Jegomość z jednej mszy niedzielnej tyle zarobi, nie musi zbierać...
Zmodyfikowano 1 raz. Ostatnia modyfikacja: 9 września 2014 o 18:10
Bo ksiądz ma wszystko wydawać na dzieci tak? Po zatym ja też moge wrzucić zdjęcie iphona i powiedzieć, że to ksiądz kupił... Skoro ubolewa z powodu głodnych dzieci to dlaczego im nie pomoże?
Bo to ksieza stawiaja siebie jako autorytet w kwestiach moralnych, jednoczesnie inkasujac za to pieniadze.
do "Browar1" chyba na łeb upadłeś,
Czyli zwykli ludzie nie muszą być morlani i nie muszą pomagać biednym? Tylko księża mają taki obowiązek? Policjant ma stać na straży porządku i prawa. Policjanci, których znam prywatnie daleko odbiegają od tego wzoru. Politycy mają za zadanie dbać o dobro państwa i robić wszystko by naród żył dostatnio. Jak jest to wszystko wiemy. Terapeuci w poradniach dla uzależnionych niejednokrotnie sami walą wódę i ćpają. Dlaczego kuźwa tylko księzy się czepiacie? Dlaczego nie mówicie o księżach, którzy pomagają ubogim, dbają o niepełnosprawnych albo organizują pomoc dla trudnej młodzieży? Tak bardzo jesteście zepsuci i niemoralni, że musicie na każdym kroku usprawiedliwać swoje czyny tym, że księża, strażnicy moralności też tak robią? Sami zdradzacie żony, chlejecie wódę i oszukujecie innych i dlatego tak łatwo oczerniacie księzy. Wydaje się Wam, że jeżeli oplujecie kler to Wasze sumienie się uspokoi. Zdracę Wam sekret. Nie uspokoi się. Jeżeli jesteście szujami to porównywanie się do innych nic Wam nie da. Pozostaniecie nimi, aż to momentu gdy staniecie się porządnymi ludźmi.
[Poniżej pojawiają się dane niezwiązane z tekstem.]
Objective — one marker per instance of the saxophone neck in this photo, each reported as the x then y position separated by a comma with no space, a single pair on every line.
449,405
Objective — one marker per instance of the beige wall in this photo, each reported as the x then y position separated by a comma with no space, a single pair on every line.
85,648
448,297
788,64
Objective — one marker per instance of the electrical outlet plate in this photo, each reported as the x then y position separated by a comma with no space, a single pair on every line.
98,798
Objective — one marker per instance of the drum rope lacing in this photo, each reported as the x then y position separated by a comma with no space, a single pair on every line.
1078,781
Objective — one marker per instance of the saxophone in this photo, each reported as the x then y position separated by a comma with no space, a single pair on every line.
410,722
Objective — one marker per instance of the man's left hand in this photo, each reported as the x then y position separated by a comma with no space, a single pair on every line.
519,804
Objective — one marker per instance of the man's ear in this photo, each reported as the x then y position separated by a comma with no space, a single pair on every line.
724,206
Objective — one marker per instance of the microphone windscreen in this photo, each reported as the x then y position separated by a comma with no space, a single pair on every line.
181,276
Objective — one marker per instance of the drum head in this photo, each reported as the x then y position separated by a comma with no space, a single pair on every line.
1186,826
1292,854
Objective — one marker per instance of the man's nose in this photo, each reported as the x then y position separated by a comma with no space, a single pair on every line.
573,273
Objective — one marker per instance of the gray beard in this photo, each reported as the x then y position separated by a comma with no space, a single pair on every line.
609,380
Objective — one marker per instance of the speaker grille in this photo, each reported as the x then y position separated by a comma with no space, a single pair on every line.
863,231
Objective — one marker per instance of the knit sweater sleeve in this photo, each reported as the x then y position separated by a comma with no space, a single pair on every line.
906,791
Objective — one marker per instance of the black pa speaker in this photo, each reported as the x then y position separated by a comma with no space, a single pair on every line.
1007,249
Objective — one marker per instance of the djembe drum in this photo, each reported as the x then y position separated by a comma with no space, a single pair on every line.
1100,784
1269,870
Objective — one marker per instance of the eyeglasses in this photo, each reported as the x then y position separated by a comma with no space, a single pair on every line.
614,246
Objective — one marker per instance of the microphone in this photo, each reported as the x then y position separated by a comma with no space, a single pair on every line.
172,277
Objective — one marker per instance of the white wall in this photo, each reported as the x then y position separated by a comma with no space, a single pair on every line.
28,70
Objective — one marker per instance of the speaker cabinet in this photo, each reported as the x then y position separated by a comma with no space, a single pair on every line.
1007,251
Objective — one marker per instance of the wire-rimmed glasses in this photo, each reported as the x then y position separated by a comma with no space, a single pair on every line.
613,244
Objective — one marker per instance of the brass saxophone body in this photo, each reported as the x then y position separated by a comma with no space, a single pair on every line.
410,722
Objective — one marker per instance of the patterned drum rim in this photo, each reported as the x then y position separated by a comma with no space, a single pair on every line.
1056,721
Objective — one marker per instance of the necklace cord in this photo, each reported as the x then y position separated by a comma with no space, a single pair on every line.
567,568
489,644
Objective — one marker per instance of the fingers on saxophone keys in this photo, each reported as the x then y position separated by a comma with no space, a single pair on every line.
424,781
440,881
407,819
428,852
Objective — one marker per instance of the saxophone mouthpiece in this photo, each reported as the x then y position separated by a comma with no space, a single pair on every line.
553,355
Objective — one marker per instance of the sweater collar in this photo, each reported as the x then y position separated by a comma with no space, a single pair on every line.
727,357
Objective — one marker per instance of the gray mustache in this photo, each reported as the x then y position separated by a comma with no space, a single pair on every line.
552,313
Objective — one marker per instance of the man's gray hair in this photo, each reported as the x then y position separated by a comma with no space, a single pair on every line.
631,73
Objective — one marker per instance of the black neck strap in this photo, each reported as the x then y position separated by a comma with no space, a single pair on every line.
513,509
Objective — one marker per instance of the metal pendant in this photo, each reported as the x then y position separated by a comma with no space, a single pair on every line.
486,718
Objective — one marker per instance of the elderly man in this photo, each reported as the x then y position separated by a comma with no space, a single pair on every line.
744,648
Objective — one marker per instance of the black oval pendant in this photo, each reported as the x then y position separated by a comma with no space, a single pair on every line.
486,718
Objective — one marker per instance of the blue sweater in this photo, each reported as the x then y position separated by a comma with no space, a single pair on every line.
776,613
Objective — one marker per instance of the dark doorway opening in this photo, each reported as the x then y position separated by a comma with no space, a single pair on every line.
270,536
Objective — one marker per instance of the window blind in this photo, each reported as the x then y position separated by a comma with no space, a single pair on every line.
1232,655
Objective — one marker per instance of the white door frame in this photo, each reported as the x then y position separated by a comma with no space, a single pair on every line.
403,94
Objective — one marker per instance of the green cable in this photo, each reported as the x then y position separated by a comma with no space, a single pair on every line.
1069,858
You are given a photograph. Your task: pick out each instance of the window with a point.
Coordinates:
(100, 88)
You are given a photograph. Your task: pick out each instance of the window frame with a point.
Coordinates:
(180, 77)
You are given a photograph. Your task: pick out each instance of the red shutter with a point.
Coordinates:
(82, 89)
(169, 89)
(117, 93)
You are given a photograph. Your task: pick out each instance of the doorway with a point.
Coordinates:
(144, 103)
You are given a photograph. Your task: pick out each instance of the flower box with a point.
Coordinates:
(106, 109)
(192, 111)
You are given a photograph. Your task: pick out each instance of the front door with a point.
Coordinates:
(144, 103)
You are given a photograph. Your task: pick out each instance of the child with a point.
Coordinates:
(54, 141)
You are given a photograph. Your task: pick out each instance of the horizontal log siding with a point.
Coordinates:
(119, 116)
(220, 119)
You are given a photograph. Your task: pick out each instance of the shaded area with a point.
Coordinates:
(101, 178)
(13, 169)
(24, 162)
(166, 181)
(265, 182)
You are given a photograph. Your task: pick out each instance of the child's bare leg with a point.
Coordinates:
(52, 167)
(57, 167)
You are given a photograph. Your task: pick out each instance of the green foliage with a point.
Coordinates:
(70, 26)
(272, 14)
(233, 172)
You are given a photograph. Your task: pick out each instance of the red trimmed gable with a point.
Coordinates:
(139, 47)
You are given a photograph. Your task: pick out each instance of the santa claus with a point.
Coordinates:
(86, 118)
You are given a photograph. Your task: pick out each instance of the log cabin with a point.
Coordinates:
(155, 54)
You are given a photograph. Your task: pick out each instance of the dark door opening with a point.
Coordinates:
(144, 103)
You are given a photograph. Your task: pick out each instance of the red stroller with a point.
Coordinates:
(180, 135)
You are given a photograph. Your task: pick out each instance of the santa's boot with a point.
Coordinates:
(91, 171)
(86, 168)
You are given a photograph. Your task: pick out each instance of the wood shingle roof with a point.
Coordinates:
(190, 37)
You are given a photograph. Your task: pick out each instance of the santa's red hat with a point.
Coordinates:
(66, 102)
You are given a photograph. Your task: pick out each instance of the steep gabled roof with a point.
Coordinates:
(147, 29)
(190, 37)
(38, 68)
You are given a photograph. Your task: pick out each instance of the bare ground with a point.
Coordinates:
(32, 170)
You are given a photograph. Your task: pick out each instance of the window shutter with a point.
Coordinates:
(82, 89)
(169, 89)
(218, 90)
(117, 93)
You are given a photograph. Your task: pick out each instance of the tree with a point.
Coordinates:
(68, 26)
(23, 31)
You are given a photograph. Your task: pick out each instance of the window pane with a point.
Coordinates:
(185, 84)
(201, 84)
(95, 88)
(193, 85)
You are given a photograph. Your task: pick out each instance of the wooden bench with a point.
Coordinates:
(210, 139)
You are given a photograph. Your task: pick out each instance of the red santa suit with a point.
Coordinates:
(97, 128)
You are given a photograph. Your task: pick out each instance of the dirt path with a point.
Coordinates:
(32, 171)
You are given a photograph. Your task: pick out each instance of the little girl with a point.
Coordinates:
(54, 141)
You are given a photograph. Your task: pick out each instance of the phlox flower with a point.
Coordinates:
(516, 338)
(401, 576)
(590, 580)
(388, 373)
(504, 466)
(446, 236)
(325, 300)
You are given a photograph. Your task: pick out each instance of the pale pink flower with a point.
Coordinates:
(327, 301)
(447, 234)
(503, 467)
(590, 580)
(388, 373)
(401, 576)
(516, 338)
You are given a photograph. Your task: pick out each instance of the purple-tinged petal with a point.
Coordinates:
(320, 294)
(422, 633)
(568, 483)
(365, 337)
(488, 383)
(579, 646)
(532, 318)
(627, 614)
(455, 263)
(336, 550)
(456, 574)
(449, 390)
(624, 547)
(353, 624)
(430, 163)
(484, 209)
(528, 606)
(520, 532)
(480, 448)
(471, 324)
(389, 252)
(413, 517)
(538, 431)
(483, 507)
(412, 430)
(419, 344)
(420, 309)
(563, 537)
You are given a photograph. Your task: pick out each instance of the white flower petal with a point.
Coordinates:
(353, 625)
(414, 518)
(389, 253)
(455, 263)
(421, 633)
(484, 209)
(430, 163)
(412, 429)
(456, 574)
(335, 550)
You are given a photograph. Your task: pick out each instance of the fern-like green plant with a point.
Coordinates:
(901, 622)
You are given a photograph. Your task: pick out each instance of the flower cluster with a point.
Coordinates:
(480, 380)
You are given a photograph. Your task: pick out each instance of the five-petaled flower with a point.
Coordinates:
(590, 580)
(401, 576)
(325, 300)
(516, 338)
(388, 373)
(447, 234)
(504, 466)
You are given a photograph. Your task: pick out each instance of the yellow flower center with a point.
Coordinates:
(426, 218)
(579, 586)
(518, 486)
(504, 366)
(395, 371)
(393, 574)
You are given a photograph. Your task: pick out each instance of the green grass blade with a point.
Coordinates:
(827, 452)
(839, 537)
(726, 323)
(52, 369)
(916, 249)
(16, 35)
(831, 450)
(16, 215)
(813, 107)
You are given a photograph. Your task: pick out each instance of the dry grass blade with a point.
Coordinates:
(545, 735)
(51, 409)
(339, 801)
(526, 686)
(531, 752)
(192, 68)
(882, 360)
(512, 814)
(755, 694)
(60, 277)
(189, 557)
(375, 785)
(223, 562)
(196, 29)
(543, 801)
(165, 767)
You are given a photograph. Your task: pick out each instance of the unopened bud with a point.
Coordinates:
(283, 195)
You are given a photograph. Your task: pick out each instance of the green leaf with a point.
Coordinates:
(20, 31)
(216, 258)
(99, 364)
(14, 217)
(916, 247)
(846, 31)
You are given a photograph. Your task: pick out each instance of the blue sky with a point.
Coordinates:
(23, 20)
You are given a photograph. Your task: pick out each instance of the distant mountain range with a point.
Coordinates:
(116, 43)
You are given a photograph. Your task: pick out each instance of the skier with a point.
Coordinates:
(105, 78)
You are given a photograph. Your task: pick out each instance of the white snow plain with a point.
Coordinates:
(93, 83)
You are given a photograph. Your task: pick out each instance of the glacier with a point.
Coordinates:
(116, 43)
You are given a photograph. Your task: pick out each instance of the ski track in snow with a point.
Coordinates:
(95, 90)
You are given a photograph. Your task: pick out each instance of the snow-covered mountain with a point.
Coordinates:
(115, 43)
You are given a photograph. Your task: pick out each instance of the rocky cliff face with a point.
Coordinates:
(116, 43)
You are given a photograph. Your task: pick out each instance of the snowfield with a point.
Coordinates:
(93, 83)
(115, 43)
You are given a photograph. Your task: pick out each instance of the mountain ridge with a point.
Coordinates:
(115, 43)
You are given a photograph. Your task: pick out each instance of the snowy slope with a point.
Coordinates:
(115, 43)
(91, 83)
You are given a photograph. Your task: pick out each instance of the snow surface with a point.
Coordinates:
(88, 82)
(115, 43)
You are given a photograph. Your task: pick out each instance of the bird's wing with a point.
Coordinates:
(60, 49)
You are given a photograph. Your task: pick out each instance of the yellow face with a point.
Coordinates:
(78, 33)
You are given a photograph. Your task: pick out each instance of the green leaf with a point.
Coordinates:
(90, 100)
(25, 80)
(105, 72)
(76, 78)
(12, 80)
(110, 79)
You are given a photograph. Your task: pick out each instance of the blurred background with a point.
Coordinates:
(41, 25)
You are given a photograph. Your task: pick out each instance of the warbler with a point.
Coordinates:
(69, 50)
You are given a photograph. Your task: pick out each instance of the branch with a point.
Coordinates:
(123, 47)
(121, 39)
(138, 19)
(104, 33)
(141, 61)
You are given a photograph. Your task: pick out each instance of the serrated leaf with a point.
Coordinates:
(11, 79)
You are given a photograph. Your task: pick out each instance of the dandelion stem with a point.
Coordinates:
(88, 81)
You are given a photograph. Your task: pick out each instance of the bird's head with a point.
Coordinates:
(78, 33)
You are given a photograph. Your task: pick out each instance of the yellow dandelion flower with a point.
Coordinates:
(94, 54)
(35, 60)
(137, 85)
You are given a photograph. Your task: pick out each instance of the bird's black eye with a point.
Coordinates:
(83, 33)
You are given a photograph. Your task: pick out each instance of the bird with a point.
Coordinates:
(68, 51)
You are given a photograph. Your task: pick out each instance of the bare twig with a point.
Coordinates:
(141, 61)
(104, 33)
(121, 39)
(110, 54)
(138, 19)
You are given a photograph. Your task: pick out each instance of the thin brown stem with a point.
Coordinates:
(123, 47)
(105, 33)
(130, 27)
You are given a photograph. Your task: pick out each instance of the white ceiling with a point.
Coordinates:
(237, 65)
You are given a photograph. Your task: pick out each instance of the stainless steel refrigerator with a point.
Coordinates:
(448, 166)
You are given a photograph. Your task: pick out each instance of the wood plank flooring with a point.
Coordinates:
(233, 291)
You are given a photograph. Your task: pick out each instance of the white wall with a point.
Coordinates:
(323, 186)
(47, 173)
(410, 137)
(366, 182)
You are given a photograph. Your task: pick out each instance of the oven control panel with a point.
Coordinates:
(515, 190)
Czyli jak rozumiem usprawiedliwiacie bledy ksiezy tym, ze wszyscy je popelniamy. Tylko w takim razie dlaczego idziecie do spowiedzi, placicie na kosciol (i zmuszacie innych do placenia)? Dlaczego ksiadz ma byc autorytetem moralnym, skoro jest taki jak wszyscy?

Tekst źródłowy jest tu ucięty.